Note that I had to add the name 'x' in (x : A) → Set  in the type of _≡_ 
to achieve this naming.


> Anyway, my main point was that I want it to be easy to understand what
> the type of a definition is. The names of implicit arguments matter, as
> does the order of arguments. When we have discussed this kind of feature
> in the past some issues have come up:
> 
> * Is the order of the arguments unknown (or hard to predict)? In that
>    case it should (IMO) only be possible to give them by name, not by
>    position.
> 
> * Are the names automatically generated? In that case it should (IMO)
>    not be possible to give the arguments by name.
> 
> If you have arguments that can neither be given by position nor by name,
> then this can potentially lead to usability issues.

The order of arguments are easy to predict.
If you have

     generalize A B : Set

then

     postulate f :: A → B → B

means

     postulate f :: (A B : Set) → A → B → B

and

     postulate f :: B → A → A

means

     postulate f :: (A B : Set) → B → A → A

The same holds for hidden arguments:
If you have

     generalize A B : T _

then it means

     generalize A : T _
                B : T _

so you have an ordering on metas too.

The given order is respected as far as possible.
The exact algorithm which decides the ordering given the prior ordering 
and the dependencies is easy to understand.
See "smallest-numbered available vertex first" topological sorting at 
https://en.wikipedia.org/wiki/Topological_sorting#Examples

I also have an idea how to give predictable, non-automatically-generated 
names to hidden arguments, but that is not implemented yet.
So both of your wishes can be fulfilled, I hope.

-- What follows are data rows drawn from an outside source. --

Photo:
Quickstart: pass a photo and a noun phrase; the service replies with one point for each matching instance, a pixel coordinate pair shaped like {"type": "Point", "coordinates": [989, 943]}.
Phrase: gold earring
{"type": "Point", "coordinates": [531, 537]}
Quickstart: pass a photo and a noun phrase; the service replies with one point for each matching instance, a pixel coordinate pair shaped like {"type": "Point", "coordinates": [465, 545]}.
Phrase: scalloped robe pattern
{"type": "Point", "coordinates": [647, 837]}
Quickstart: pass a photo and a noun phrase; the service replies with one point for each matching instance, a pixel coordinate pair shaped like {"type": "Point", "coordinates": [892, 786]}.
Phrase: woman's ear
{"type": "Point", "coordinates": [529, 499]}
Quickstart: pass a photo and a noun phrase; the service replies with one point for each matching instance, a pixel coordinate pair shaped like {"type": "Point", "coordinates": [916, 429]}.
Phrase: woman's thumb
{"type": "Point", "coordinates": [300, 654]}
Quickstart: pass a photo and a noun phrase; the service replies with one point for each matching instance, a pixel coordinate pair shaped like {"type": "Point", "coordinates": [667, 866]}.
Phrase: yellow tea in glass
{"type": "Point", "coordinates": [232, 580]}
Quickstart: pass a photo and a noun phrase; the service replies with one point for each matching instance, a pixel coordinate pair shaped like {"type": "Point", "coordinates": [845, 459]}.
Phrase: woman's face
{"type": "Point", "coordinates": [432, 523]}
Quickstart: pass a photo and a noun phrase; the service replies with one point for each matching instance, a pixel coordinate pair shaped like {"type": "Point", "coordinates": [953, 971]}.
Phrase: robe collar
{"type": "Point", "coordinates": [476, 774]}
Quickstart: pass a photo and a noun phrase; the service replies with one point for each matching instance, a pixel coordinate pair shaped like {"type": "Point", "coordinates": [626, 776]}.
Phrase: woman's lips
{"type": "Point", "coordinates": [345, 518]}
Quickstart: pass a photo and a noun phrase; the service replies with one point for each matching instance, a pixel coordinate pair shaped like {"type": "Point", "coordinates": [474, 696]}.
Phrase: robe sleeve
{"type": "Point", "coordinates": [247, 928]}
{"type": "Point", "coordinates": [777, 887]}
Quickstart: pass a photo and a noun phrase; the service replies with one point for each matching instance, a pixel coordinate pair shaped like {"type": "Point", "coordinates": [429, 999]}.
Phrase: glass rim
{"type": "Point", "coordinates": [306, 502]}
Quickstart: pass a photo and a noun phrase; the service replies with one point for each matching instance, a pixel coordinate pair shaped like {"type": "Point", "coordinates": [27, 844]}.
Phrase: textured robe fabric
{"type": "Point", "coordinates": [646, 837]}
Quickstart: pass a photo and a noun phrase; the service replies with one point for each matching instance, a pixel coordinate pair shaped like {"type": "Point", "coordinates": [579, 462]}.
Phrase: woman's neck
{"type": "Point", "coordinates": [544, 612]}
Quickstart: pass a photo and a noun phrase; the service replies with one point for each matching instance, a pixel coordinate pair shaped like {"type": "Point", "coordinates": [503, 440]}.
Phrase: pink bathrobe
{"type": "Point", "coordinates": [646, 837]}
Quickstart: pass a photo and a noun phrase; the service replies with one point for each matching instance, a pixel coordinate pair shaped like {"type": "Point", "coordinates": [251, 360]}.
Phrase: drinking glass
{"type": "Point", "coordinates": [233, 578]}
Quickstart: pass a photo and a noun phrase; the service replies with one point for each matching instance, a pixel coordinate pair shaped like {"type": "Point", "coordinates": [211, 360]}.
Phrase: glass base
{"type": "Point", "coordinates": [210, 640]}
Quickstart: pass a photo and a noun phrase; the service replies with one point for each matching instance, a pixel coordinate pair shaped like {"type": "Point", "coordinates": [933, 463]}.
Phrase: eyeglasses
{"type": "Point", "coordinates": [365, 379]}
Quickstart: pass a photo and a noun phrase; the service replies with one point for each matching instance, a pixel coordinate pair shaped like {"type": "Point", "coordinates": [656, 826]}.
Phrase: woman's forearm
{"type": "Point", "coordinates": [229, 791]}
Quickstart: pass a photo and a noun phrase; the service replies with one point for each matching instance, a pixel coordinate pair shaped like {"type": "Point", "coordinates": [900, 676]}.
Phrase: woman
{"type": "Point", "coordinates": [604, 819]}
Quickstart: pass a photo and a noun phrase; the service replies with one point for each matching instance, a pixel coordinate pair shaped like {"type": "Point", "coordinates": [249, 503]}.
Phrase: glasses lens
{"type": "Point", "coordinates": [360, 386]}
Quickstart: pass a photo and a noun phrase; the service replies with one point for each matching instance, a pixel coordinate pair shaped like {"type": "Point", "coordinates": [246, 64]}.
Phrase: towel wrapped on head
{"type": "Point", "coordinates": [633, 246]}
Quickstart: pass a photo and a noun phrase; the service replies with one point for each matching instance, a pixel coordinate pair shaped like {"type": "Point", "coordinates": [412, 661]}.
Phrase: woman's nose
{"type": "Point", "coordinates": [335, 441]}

On 2018-03-30 19:19, Nils Anders Danielsson wrote:
 > On 2018-03-30 10:25, Peter Divianszky wrote:
 >> For example,
 >>
 >>    generalize A {B .C} : Set
 >>
 >> will generalize A as non-implicit, B as implicit and C as implicit an
 >> hidden.
 >
 > Hidden? Do you mean irrelevant?
 >
 >>  > I think that I might prefer more easily predictable types. If we skip
 >>  > the magic underscores, then we get that, at the cost of more
 >> verbosity:
 >>  >
 >>  >    generalize
 >>  >      {Γ Δ Θ} : Con
 >>  >      {A B}   : Ty Γ
 >>  >      {C}     : Ty Δ
 >>  >
 >>  > Now it is obvious what the names of the arguments are and how 
they are
 >>  > ordered: just drop the parts of the telescope that are unused.
 >>  >
 >>  > This also allows you to have regular underscores in the types:
 >>  >
 >>  >    generalize
 >>  >      {p} : tt ≡ _
 >>
 >> The implementation does exactly this.
 >> Your examples are already valid. Both recursive generalize (like in
 >> your first example) and generalize with meta (like in your second
 >> example) is valid.
 >
 > What does the following code expand to?
 >
 >    generalize
 >      {x} : ⊤
 >      p   : tt ≡ _
 >
 >    postulate
 >      foo : p ≡ p
 >
 > Is it something like
 >
 >    postulate
 >      foo : {x : ⊤} (p : tt ≡ x) → p ≡ p
 >
 > or
 >
 >    postulate
 >      foo : (p : tt ≡ tt) → p ≡ p?
 >
 > Anyway, my main point was that I want it to be easy to understand what
 > the type of a definition is. The names of implicit arguments matter, as
 > does the order of arguments. When we have discussed this kind of feature
 > in the past some issues have come up:
 >
 > * Is the order of the arguments unknown (or hard to predict)? In that
 >    case it should (IMO) only be possible to give them by name, not by
 >    position.
 >
 > * Are the names automatically generated? In that case it should (IMO)
 >    not be possible to give the arguments by name.
 >
 > If you have arguments that can neither be given by position nor by name,
 > then this can potentially lead to usability issues.
 >
 >> I am not familiar with sections, can you point to a documentation?
 >
 > https://coq.inria.fr/refman/gallina-ext.html#Section
 >